A German court rejected a lawsuit by the environmental group "Greenpeace" to force the car manufacturer Volkswagen to stop selling vehicles with internal combustion engines in 2030.
The civil suit is among a series of similar ones filed by climate change activists, including one against luxury carmaker BMW, which was dismissed last Sunday, N1 reports.
The regional court in Braunschweig ruled that VW acted in accordance with the law, the German news agency DPA reported.
The car manufacturer welcomed the verdict, and Greenpeace announced an appeal.
"Companies like Volkswagen, which are damaging the climate, have a responsibility to reduce CO2 emissions much faster and end their fossil fuel-based business models," the group said in a statement, which believes that "this is the only way to slow down the climate crisis."
Scientists say that emissions of harmful gases that warm the atmosphere, such as from burning fossil fuels, must be sharply reduced in the coming years to limit global warming to a tolerable 1,5 degrees Celsius this century.

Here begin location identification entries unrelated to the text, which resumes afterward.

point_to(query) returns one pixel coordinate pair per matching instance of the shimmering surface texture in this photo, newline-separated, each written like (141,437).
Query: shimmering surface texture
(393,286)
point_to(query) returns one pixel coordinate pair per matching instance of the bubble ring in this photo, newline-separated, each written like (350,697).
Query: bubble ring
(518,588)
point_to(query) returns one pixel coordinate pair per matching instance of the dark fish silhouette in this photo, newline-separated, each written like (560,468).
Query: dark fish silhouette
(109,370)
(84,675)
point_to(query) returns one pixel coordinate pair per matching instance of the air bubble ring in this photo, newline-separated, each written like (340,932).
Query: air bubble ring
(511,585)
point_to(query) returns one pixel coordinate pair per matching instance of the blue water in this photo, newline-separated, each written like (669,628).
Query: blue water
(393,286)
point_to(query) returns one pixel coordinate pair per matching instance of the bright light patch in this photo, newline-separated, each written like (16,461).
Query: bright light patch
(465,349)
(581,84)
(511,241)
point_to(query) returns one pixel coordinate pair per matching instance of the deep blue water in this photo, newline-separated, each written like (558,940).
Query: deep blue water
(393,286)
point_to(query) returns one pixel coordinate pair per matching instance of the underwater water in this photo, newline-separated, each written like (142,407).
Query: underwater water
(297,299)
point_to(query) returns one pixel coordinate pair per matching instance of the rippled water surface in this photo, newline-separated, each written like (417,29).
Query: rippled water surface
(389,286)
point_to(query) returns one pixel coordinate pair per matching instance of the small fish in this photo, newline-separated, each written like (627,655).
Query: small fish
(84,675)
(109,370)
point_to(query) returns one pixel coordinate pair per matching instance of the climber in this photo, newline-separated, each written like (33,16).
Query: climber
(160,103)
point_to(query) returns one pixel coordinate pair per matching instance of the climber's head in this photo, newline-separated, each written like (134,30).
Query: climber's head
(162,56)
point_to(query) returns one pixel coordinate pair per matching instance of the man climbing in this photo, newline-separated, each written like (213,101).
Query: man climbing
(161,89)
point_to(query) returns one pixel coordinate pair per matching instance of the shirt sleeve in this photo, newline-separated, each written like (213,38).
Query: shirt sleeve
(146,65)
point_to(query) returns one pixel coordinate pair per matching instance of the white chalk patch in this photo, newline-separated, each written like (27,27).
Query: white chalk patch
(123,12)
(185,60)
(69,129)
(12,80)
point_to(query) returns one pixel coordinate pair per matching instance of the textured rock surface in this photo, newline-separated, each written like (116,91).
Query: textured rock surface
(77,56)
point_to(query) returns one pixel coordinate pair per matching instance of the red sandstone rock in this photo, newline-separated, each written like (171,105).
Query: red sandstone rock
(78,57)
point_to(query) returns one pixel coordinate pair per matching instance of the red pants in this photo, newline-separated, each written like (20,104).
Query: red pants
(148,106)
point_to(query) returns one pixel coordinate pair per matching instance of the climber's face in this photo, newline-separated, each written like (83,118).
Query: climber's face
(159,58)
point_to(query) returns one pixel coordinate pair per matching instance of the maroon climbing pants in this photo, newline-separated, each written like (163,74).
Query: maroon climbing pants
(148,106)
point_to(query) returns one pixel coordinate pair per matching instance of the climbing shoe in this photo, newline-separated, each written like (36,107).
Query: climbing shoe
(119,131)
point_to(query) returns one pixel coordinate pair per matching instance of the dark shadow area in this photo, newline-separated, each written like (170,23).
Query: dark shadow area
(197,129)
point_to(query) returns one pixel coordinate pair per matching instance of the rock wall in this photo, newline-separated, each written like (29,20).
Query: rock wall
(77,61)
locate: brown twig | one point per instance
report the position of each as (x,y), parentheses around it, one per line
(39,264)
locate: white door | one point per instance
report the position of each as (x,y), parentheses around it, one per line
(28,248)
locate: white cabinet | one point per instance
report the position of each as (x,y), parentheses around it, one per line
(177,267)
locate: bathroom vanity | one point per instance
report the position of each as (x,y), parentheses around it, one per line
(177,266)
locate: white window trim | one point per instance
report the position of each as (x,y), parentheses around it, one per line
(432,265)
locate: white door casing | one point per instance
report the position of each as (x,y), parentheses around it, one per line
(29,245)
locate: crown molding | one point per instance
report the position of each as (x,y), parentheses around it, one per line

Deputies of the European Union today approved the agreement reached in October to ban the sale of new gasoline and diesel-powered cars and vans until 2035, but that decision has yet to be approved by the Council.
Conservative politicians in Germany, which has a powerful car lobby – VW, Mercedes and BMW, want to exempt from the sales ban vehicles that would still have internal combustion engines, but would use synthetic fuels produced from renewable energy sources.